Dijadikan wanita dari pada tulang rusuk yang bengkok, untuk diluruskan oleh lelaki. Akan tetapi jika lelaki itu sendiri tidak lurus, mana mungkin meluruskan mereka. Tak mungkin kayu yang bengkok menghasilkan bayang-bayang yang lurus. Yang namanya tulang rusuk adalah tulang yang lemah sehingga perlu kehati-hatian dalam menjaganya.


Akal Wanita Setipis Rambutnya Loh

Karena itu wanita perlu dididik oleh laki-laki yang menjadi suaminya sesuai dengan tuntunan dari Allah SWT. Jangan coba menjinakkan ia dengan harta, karena nantinya ia semakin liar. Janganlah hiburkan ia dengan kecantikan, karena nantinya mereka akan semakin menderita. Kenalkan mereka kepada Allah dan Nabi.

Akal wanita setipis rambutnya, maka tebalkanlah ia dengan ilmu. Hatinya serapuh kaca, maka kuatkanlah ia dengan iman. Perasaannya selembut sutera, makanya hiasilah ia dengan akhlak. Bisikkan pada telinga mereka bahwa kelembutan bukanlah kelemahan. Itu bukan diskriminasi Allah, sebaliknya disitulah kasih sayang.

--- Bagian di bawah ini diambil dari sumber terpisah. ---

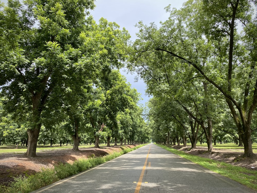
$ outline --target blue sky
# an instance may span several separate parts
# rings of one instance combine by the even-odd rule
[[[6,3],[7,0],[2,0]],[[136,33],[138,32],[134,27],[139,21],[143,21],[145,24],[148,24],[154,22],[156,24],[160,21],[164,21],[168,19],[169,14],[166,13],[164,8],[169,4],[172,7],[179,8],[181,7],[185,0],[96,0],[96,5],[94,10],[90,12],[95,20],[97,21],[102,17],[106,18],[109,21],[115,22],[121,27],[125,27],[128,31],[131,36],[131,39],[136,39]],[[149,99],[145,93],[145,85],[143,81],[140,80],[134,82],[134,75],[127,74],[121,69],[121,73],[125,76],[127,82],[130,82],[133,88],[141,94],[143,100],[140,101],[144,104]]]
[[[115,22],[121,27],[125,27],[128,31],[131,40],[136,39],[136,33],[137,29],[134,27],[139,21],[148,24],[154,22],[156,24],[160,21],[164,21],[168,19],[169,14],[164,8],[169,4],[172,7],[179,8],[181,7],[185,0],[96,0],[96,5],[94,10],[90,12],[95,20],[98,21],[102,17],[109,21]],[[126,76],[132,87],[135,88],[141,94],[143,100],[140,103],[144,104],[149,99],[145,93],[145,85],[142,80],[134,82],[134,76],[127,74],[122,69],[120,71]]]

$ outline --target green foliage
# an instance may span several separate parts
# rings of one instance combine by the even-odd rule
[[[257,190],[256,172],[223,162],[191,155],[164,145],[159,146],[182,157],[197,163],[211,171],[230,178],[255,190]]]
[[[61,163],[53,169],[44,169],[35,175],[28,177],[20,176],[15,178],[15,181],[9,187],[0,186],[3,193],[27,193],[89,168],[111,160],[121,155],[146,145],[137,145],[132,148],[127,148],[103,157],[87,159],[80,159],[72,164]]]

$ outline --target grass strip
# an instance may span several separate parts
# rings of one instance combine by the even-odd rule
[[[165,145],[159,146],[181,157],[190,160],[211,171],[233,180],[257,191],[257,172],[242,167],[233,165],[224,162],[202,157],[187,153]]]
[[[66,178],[103,163],[119,156],[138,149],[146,144],[135,146],[133,148],[122,146],[120,152],[115,152],[104,156],[80,159],[72,164],[61,163],[55,166],[54,169],[43,170],[39,172],[27,177],[15,178],[15,181],[8,186],[0,186],[2,193],[27,193],[49,185]]]

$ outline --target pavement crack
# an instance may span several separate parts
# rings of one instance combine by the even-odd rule
[[[158,192],[160,192],[160,189],[159,189],[159,183],[158,182],[158,180],[159,180],[159,178],[157,179],[157,182],[156,182],[156,185],[157,185],[157,189],[158,190]]]

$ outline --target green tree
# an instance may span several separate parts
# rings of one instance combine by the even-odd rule
[[[173,75],[185,63],[194,68],[196,76],[205,79],[201,78],[201,82],[212,85],[225,97],[246,156],[254,155],[251,125],[257,104],[256,22],[251,3],[247,0],[190,0],[179,10],[168,6],[169,20],[159,29],[153,23],[148,27],[139,23],[139,38],[132,54],[148,72],[155,69],[146,66],[143,59],[154,55],[156,61],[165,59],[172,65],[167,74]],[[237,22],[243,25],[244,34],[237,32]]]
[[[28,1],[24,4],[25,8],[19,1],[9,1],[1,12],[1,40],[7,41],[1,44],[0,71],[5,75],[0,83],[5,109],[20,113],[22,109],[29,115],[31,124],[25,155],[34,157],[42,113],[57,99],[51,96],[62,86],[72,65],[71,53],[79,46],[87,23],[85,11],[95,5],[93,0]]]

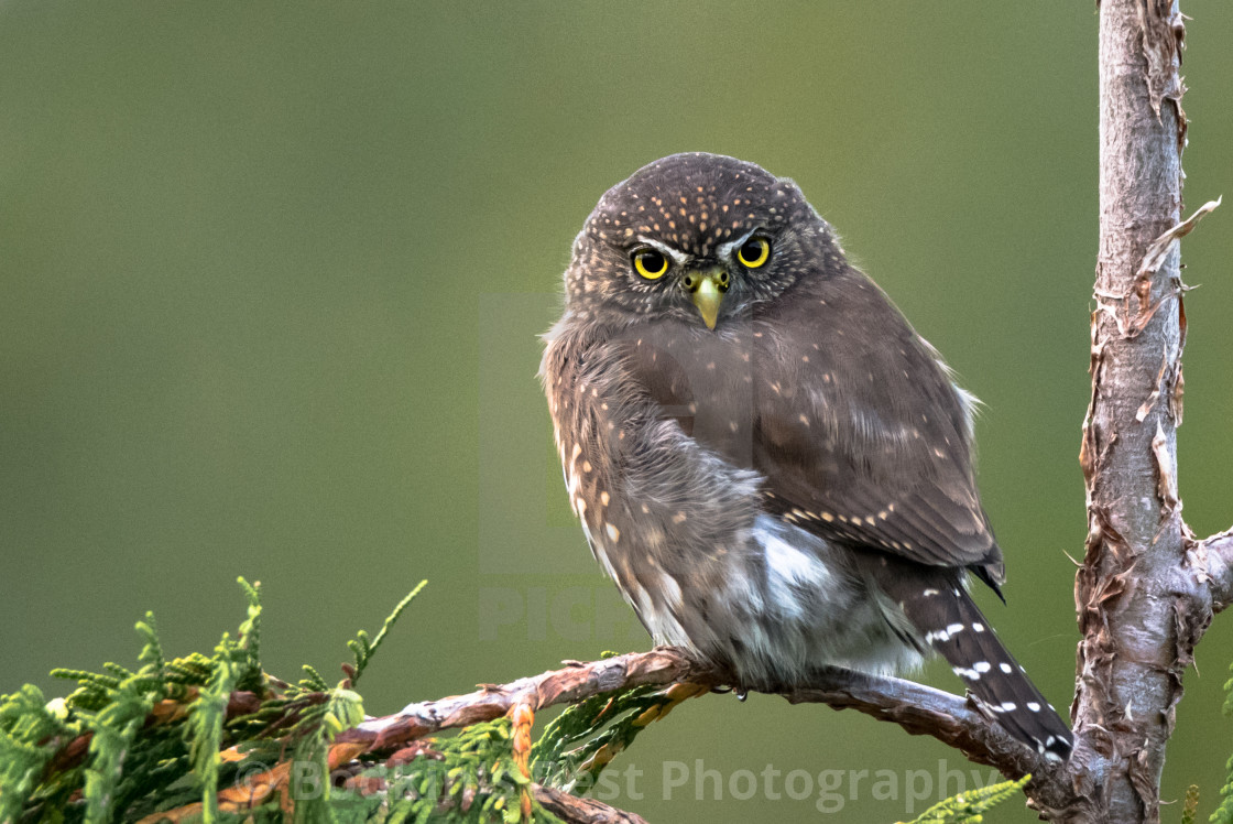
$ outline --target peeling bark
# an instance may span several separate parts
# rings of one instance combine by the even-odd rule
[[[1194,225],[1180,223],[1184,35],[1176,2],[1101,4],[1100,250],[1080,450],[1089,530],[1069,764],[1083,801],[1055,820],[1159,820],[1181,676],[1211,619],[1210,592],[1185,567],[1176,481],[1176,239]]]

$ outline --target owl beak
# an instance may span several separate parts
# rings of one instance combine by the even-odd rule
[[[724,292],[727,291],[727,271],[692,271],[684,276],[682,285],[698,307],[703,323],[708,329],[714,329],[715,321],[719,319],[719,305],[724,302]]]

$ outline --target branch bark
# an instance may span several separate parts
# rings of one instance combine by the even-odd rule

Karena rahim wanita yang lembut itulah yang mengandung lelaki-lelaki berwajah negarawan, karyawan, jutawan, bangsawandan “wan-wan“ yang lain. Tidak akan lahir superman tanpa superwoman. Wanita yang lupa hakikat kejadiannya pasti tidak akan terhibur dan tidak menghiburkan.

Tanpa iman, ilmu dan akhlak mereka bukan saja tidak bisa diluruskan, bahkan mereka pula yang membengkokkan. Itulah kenyataannya jika wanita tidak mengenal Allah. Mereka tidak akan kenal diri mereka sendiri apa lagi mengenal lelaki

Kini bukan saja banyak bos telah kehilangan sekretaris, bahkan anakpun kehilangan ibu. Suami kehilangan istri dan bapak kehilangan puteri. Bila wanita durhaka, dunia akan huru-hara.

Bila diteliti, ditelusuri sejarahnya, lebih banyak lelaki yang dirusakkan oleh wanita. Dari pada wanita yang dirusakkan oleh lelaki. Sebodoh-bodoh wanita bisa menundukkan sepandai-pandai lelaki. Itulah akibatnya bila wanita tidak kenal Allah,

Bila tulang rusuk patah, rusaklah jantung, hati dan limpa. Lelaki pula jangan hanya mengharap ketaatan semata-mata, tapi binalah dan pimpinlah dan jinakkan ia kepada Allah sebab Akal wanita  itu setipis rambutnya Jika lelaki mampu sebagaimana di atas, niscaya wanita akan jinaklah segala-galanya di bawah pimpinanmu.

Jangan berharap istrimu semulia Sayyidah Fatimah Az-Zahra, jika kamu tidak sehebat Saidina Ali Karamallahuwajhah.